III. Natural Disturbance

The mammal fauna and ecosystems of Padre Island evolved with a range of disturbances such as wildfire and hurricanes. Thus, the natural range of disturbance should be allowed to influence PAIS. In particular, fire likely was an important force in nutrient cycling and providing a diversity of habitats. Thus, natural or controlled fire should be included as an important aspect of habitat management.

IV. Coyote Management

Densities of coyotes within PAIS appeared high, although additional species- specific studies are needed to quantify this observation. Reasons for high coyote densities might include removal of red wolf, natural marine food subsidies, and food subsidies provided by human activities. Human activities also might influence other aspects of coyote behavior and demography within PAIS. For example, coyotes were observed to scavenge on food remains at campsites and to retrieve fish carcasses dicarded on the beach by anglers. Such behaviors can result in problems associated with human-tolerant individuals as well as shifts in ecosystem structuring that might result from artificially inflated coyote populations. Thus, efforts should be made to develop mechanisms and policies for reducing coyote reliance on humans, particularly with regards to controlling access to garbage and fishing waste (dumping bait and fish remains).

V. Additional Study

Some mammal species are either naturally rare or only intermittently present on North Padre Island, particularly bats and carnivores, making documentation with verifiable evidence difficult and largely subject to chance encounters. Thus, all effort should be made to document these species with verifiable evidence (e.g., preserved carcasses or other remains deposited in a museum, photographs depicting key 270 characteristics, etc.), as opportunities arise.
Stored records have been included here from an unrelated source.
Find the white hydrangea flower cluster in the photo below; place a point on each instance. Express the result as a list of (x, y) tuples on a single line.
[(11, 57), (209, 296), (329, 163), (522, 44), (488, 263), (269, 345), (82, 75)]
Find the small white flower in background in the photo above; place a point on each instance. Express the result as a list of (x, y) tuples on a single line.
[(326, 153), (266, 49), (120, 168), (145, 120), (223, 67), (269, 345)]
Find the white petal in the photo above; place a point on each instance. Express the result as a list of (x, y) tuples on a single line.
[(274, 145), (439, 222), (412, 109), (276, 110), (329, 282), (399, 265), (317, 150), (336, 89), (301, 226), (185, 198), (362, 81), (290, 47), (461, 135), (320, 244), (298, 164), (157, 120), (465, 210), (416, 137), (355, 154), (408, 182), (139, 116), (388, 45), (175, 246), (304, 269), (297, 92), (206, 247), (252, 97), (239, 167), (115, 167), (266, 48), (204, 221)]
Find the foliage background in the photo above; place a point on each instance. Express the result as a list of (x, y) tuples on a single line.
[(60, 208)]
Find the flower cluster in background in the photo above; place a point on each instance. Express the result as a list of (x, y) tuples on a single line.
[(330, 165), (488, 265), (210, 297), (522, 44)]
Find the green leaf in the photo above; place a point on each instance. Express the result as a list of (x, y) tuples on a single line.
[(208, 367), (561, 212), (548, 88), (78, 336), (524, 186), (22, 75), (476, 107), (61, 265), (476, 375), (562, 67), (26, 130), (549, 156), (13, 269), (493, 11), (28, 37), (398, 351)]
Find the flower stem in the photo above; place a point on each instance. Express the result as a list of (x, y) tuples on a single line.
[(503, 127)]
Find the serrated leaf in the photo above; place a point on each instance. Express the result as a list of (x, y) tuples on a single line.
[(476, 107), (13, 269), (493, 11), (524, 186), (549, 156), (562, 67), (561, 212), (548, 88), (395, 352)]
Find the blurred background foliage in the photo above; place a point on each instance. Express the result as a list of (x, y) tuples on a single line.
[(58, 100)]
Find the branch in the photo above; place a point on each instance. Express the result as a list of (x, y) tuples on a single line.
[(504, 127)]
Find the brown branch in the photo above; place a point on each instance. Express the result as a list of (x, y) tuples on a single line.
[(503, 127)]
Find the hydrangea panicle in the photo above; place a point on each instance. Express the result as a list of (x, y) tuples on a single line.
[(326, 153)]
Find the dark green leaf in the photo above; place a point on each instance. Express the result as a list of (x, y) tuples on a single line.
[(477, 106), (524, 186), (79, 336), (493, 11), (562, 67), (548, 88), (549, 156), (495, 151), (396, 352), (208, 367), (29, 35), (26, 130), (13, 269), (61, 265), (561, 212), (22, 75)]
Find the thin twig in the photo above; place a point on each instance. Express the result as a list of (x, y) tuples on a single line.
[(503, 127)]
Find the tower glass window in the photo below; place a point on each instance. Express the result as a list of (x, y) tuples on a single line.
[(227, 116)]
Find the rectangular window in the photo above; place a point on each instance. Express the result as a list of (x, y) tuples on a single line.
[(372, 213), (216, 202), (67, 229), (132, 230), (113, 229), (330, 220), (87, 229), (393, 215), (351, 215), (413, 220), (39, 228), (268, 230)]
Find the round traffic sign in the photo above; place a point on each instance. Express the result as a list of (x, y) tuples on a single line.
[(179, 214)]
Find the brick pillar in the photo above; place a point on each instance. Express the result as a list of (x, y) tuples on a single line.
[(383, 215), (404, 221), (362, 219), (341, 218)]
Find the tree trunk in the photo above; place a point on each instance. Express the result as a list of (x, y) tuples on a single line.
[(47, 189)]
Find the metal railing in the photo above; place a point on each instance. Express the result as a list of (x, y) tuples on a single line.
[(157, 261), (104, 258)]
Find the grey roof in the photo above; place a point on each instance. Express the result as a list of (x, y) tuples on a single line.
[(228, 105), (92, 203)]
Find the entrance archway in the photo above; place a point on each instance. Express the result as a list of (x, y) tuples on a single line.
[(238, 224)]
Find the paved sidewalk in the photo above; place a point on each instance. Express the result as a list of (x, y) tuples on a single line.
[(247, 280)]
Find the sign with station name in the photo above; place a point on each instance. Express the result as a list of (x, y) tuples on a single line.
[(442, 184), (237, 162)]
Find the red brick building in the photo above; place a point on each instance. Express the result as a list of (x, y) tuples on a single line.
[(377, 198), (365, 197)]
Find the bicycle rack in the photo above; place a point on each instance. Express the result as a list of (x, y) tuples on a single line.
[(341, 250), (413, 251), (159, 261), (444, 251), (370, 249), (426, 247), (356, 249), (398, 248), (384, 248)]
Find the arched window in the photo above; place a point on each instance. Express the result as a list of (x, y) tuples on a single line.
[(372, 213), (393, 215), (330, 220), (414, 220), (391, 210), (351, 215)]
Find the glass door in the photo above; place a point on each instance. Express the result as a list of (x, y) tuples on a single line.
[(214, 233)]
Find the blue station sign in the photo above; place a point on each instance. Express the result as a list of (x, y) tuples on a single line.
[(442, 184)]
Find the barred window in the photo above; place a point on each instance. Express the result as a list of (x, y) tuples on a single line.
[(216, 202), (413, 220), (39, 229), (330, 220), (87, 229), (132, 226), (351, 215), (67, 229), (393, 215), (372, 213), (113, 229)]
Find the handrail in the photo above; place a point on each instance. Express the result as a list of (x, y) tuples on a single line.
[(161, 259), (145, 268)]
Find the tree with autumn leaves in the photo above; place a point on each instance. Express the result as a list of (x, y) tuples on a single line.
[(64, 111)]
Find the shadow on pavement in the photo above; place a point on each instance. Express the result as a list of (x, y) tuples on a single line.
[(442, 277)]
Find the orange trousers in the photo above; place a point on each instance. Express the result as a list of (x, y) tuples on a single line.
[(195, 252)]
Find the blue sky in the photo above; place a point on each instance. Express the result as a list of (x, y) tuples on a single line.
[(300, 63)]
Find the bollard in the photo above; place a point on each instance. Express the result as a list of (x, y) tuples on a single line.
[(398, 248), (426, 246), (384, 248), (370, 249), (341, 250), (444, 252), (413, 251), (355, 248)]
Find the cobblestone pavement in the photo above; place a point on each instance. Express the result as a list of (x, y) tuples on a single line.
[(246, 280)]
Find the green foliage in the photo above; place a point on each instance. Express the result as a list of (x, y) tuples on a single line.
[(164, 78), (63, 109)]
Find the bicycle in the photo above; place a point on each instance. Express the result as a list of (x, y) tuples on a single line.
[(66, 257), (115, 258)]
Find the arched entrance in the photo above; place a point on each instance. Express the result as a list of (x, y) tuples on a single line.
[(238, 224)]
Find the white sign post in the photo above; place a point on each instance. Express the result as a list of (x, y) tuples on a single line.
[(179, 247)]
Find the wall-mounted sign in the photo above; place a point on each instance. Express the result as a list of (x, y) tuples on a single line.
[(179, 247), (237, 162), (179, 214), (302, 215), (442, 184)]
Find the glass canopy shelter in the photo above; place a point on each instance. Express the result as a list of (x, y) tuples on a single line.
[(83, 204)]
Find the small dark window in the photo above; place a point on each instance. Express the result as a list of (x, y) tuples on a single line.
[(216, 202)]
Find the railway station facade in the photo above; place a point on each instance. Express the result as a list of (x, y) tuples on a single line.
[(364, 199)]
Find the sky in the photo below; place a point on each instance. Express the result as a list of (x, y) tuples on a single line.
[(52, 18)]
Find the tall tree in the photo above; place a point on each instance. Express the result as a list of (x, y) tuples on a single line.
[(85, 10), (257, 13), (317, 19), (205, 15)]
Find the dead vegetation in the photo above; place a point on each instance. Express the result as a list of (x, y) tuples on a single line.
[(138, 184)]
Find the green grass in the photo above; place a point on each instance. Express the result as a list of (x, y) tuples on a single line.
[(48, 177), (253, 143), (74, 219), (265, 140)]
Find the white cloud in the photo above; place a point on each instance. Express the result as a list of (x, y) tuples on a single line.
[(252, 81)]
Because of the potential for several rare or endangered carnivores to occur within PAIS (e.g., ocelot, cougar, jaguarondi, jaguar), PAIS should consider initiating a long-term carnivore monitoring program using remote cameras. Further, given concern about effects of carnivores on breeding birds on small islands within the Laguna Madre, a research program should be developed to assess carnivore use of these islands and relation with breeding colonial water birds. A research program also should be developed to study coyote food habits in relation to breeding birds, natural and anthropogenic subsidies, and behavioral interactions with human activities. Radio tracking methods will be particularly relevant for studies of coyote behavior.